Brüksel'de önceki gün gerçekleşen zirve sonunda Avrupa Birliği ile Türkiye arasında müzakerelerin yeniden başlatılması kararı alındı. Erdal Sağlam, Hürriyet'teki köşesinde Türkiye'nin yeni AB süreciyle ilgili öngörülerini paylaştı. 

İşte Sağlam'ın o yazısı:

TÜRKİYE'nin siyasette normalleşmesi, ekonomide yeni bir hikâye yazması için büyük katkısı olacak "AB Çıpası" yeniden oluşturulabilir mi? Hafta sonu yapılan Zirve'den çıkan kararlar bu açıdan ne anlam taşıyor?
İşalemi ve piyasalar AKP Hükümetinin ilk iktidarı sırasında giriştiği ve genel bir iyimserlik havası estiren AB ilişkilerinin yeniden canlanıp canlanamayacağını sorguluyor. Piyasaların dünkü tepkisine bakarsak, Başbakan Davutoğlu’nun “AB’ye katılım açısından tarihi bir gün” demesine rağmen, hiç de böyle algılanmadı. İşaleminden de bazı iktidara yakın oda ve derneklerin dışında heyecan yaratan açıklamalara pek rastlamadık.

Başbakanın uçağıyla Brüksel’e giden bazı gazeteci arkadaşlar, bu yakınlaşmanın göçmen sorununun aciliyetinden çok, “AB’nin Türkiye’ye karşı hata yaptığını anlamasından” kaynaklandığını söylemişler ama bence fazla zorlamışlar…

İstisnalar dışında bu yeni sürecin neden beklenen heyecanı yaratmadığını sorgulamaya çalıştım.
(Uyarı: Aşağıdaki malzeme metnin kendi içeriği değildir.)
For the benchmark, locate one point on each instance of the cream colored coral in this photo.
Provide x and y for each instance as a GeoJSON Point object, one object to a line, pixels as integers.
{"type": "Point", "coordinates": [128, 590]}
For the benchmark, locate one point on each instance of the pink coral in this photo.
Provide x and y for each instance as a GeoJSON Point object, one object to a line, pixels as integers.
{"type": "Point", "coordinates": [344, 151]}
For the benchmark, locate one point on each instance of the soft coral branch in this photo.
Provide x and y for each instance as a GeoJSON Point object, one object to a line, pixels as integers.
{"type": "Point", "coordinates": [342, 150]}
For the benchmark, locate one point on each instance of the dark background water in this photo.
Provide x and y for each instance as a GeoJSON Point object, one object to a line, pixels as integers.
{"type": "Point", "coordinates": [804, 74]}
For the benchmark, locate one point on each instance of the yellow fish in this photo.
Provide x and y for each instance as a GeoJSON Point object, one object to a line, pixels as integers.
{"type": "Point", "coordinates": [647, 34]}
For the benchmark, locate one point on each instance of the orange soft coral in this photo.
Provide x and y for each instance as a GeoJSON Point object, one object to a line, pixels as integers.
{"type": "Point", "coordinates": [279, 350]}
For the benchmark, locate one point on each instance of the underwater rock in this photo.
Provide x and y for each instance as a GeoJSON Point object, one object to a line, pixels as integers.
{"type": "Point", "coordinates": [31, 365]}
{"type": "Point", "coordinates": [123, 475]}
Piyasa uzmanları ile görüştüğümde genel bir güvensizlik ortamının devam ettiğini, bu nedenle heyecan yaratmadığını gözledim. Hatta “Sadece göçmen sorunu bitene kadar, bizi belli ki ileri karakol olarak kullanacaklar” diyenine de rastladım. Genel kanı AB’nin Suriye göçmenleri konusunda çok sıkıştığı ve bu nedenle yeniden yumuşama eğilimine girdiği ama uzun süre devam etmesinin zor olduğu yönünde. Gerçi bazı uzman gazeteci arkadaşlar “AB’nin hep yöntemidir dediler” ama, IMF benzeri gelişmelerde adım atılması için 3’er aylık performans kriterleri konulması benim dikkatimi çekti. Bence bu AB’nin Türkiye yönetimine deneyiminden sonra, güven duymadığı ve bu nedenle “adım adım gitmeyi seçtiği” yönünde. Buradan yola çıkarsak; belli ki önümüzdeki 6 ay yeni oluşan süreçte tarafların birbirlerini sınaması, verilen sözlerin yerine getirip getirmediğine bakılması söz konusu olacak. Bu da 6 ay boyunca “işler iyi gidiyor” havasının devam edeceğini gösteriyor diyebiliriz.

Bu arada Suriye için Viyana kararlarının önümüzdeki yıl uygulamaya girdiğinde takınacağı tutum da, belli ki AB’nin Türkiye ile ilişkilerinin geleceğinde önemli olacak.

BAŞBAKAN SAMİMİ OLSA DA…

“Neden piyasaların fazla heyecanlanmadığını” piyasacıların yanısıra TEPAV Direktörü Prof. Güven Sak’a da sordum. Sak, başlayan sürece “güven arttırıcı süreç” denilmesinin daha doğru olacağını söyledi. Zaten AB ile “yeni bir konu bulup yeniden güven arttırıcı bir süreç başlatsak” arayışının olduğunu, göçmen meselesinin bunun için iyi bir vesile olabileceğini söyledi. Bu sürecin çok iyi kullanılması gerektiğini, sonrasında yeniden normal bir ilişki sürecine girme imkanı doğduğunu kaydeden Sak, sorum üzerine “Zaten bu arada Kıbrıs gibi önemli meselelerde somut adımlar atabilirsek normalleşme için çok önemli bir yolu almış oluruz” dedi. Ancak şimdi bundan bağımsız AB ile Türkiye arasında göçmen sorunu üzerinden karşılıklı güven oluşturma imkanının iyi kullanılması gerektiğini söyledi.

Sak’ın da dediği gibi; belli ki AB ile normalleşmenin henüz öncesindeyiz ve yapılacaklar yeniden bir normal müzakere sürecinin başlayıp başlamayacağı, yani “siyaset ve ekonomi için AB çıpasının yeniden oluşturulması” adına bir ön adım olacak.
Başbakan Davutoğlu’nun bu konuda samimi olabileceğini düşünüyorum. Ancak Başbakanın yönetimdeki etkisinin sınırlı görülmesi güvensizliği yaratan asıl unsur. Aksi takdirde zaten Başbakan Brüksel’e gitmeden 2 gün önce Can Dündar ve Erdem Gül içeri alınmaz, Türkiye’nin eli zayıflatılmazdı…

Türkiye’nin fiili olarak girdiği otoriterleşmeyi yasal zemine oturtmaya çalıştığı açıkça görünürken, AB ile yakınlaşmada ciddi şüpheler yaşanması çok doğal sayılmalı.